2. The facts are that the appellant was the holder of a licence under the Madras Foodgrains Dealers Licensing Order, 1958. Charges were framed against him for alleged infringement of the terms of the licence, and derelictions of duty in the light of obligations undertaken by the licensee. There were four such charges; two of them related to possession of excess stock on physical verification, and the third charge related to transport on 21st July, 1959 of 70 bags of rice, for sale, outside the State to Kerala, without the issue of a sale bill as required by condition 5 of the licence. The fourth charge related to non-delivery of a large quantity of rice towards procurement.
3. The charges were held proved, and the writ appellant was punished, by his licence being suspended for a period of nine months.

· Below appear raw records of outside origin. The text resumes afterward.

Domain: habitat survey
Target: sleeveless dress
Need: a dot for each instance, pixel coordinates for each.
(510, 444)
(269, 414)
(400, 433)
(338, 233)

This was confirmed by the District Revenue Officer, on appeal. It was ultimately reduced to a period of suspension for three months by the Government. The writ appellant then filed W.P. No. 533 of 1961 for quashing the orders in. this matter, and the petition was heard by Srinivsan, J., and dismissed.

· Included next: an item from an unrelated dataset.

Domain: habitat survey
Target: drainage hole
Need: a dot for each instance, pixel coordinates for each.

4. It is important to note that, in the course of his Judgment dismissing the writ petition, the learned Judge appears to have come to the conclusion that the fourth charge was totally baseless, and that charges 1 and 2 also could not be held substantiated. But the learned Judge agreed with the Departmental Authorities in holding that charge 3 was entirely proved. It is seen by us from the record that, with regard to charge 3, the licensee attempted to put forward a factual explanation concerning that state of the transported grain, and his failure to issue the sale bill, which he was unable to substantiate. Hence, since charge 3 alone remained as a proved charge, the learned Judge had necessarily to address himself to the question whether the punishment ultimately imposed could be sustained, or should be interfered with in writ jurisdiction. The learned Judge referred to the dicta of the Supreme Court in State of Orissa v. Bidyabushan : (1963)ILLJ239SC . and, after a detailed discussion, came to the conclusion that the infringement of condition 5 of the licence, namely, charge 3, could relate to, and justify, the actual penalty imposed in the case, notwithstanding that the other charges had failed. This is the one point stressed before us by learned Counsel for the writ petitioner Mr. Ramaswami.

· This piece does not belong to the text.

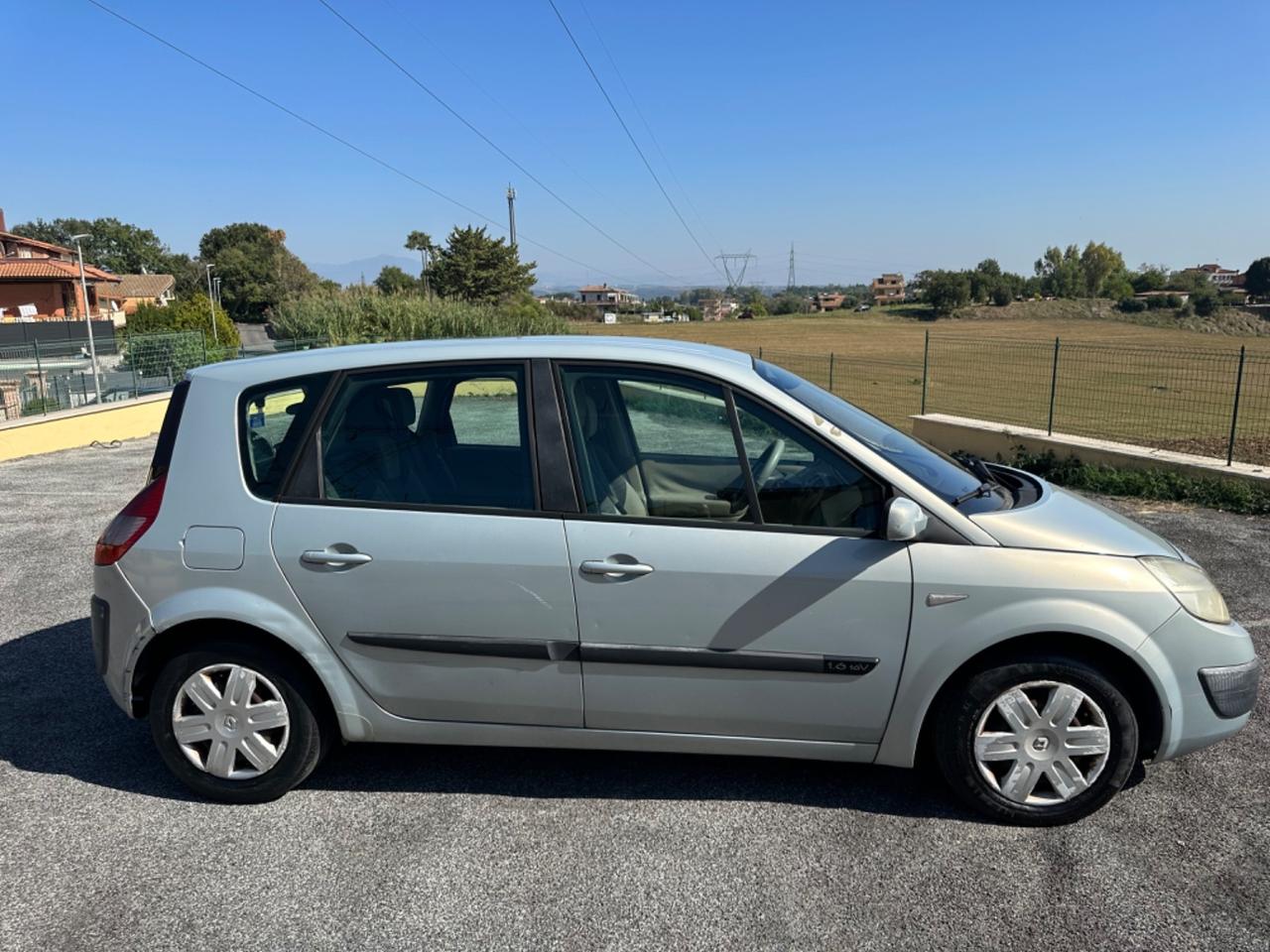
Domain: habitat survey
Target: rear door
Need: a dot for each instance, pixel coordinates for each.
(421, 551)
(729, 572)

5. We may notice that the judgment of the Supreme Court in State of Orissa v. Bidyabhushan : (1963)ILLJ239SC , has been discussed in State of Maharashtra v. Takkamore : 2SCR583 , and reference has also been made to other available precedents on this particular principle. In State of Orissa v. Bidyabhushan : (1963)ILLJ239SC , the principle was stated in the form that, where certain of the charges are found to be non-existent or vitiated by a total absence of proof, and only some of the charges or a single charge can be held to survive, the question is whether the order may nevertheless ' be supported on any finding as to substantial misdemeanour for which the punishment can lawfully be imposed.' In the latest decision, that passage has again been set forth, and the principle is enunciated in the form that, even if certain of the grounds are found to be nonexistent or irrelevant, the order can be sustained, if the Court is satisfied ' that the authority would have passed the order on the basis of the other relevant and existing grounds.'
6. Obviously, this is a question of the actual facts, and the extent to which a reasonable nexus can be established, between the surviving charge or charges, and the punishment imposed. In the present case, one charge definitely did survive, and has been held to be proved by all the authorities below and by the learned Judge. In a sense, it may be characterised as technical, but, nevertheless, it is a charge of some significance, for the reason that it relates to an infringement of an important term of the license, and the explanation sought to be put forward by the licensee for this infringement, was never substantiated. Obviously, to test the reasonableness of the connection between the surviving charge and the order, the penalty has to be scrutinised. In this case, it is penalty of deprivation of rights under the licence, for a period of three months. The Authorities could very well have imposed that penalty, even if this had been the only charge, and might well have done so without rendering themselves liable to any averment of excessive harshness. Hence, on the criterion as stated by their Lordships, and applying it to the facts of this case, we do not think that there is room for interference in writ jurisdiction.
7. The writ appeal has accordingly to be dismissed. But we must make it clear that, in our view, since the Authorities were content to impose only a suspension for a limited period of three months, even at a stage when the other charges were considered relevant and established, equitable considerations do seem to require a review of the actual quantum of punishment, at the present stage. Certainly, for the proved charge, suspension of the licence would be a proper punishment. But the Authorities may consider whether the period of suspension ought not to be substantially reduced, since the three other charges were found by the learned Judge,, to be not at all supported by evidence.
8. With these observations, the writ appeal is dismissed. No costs.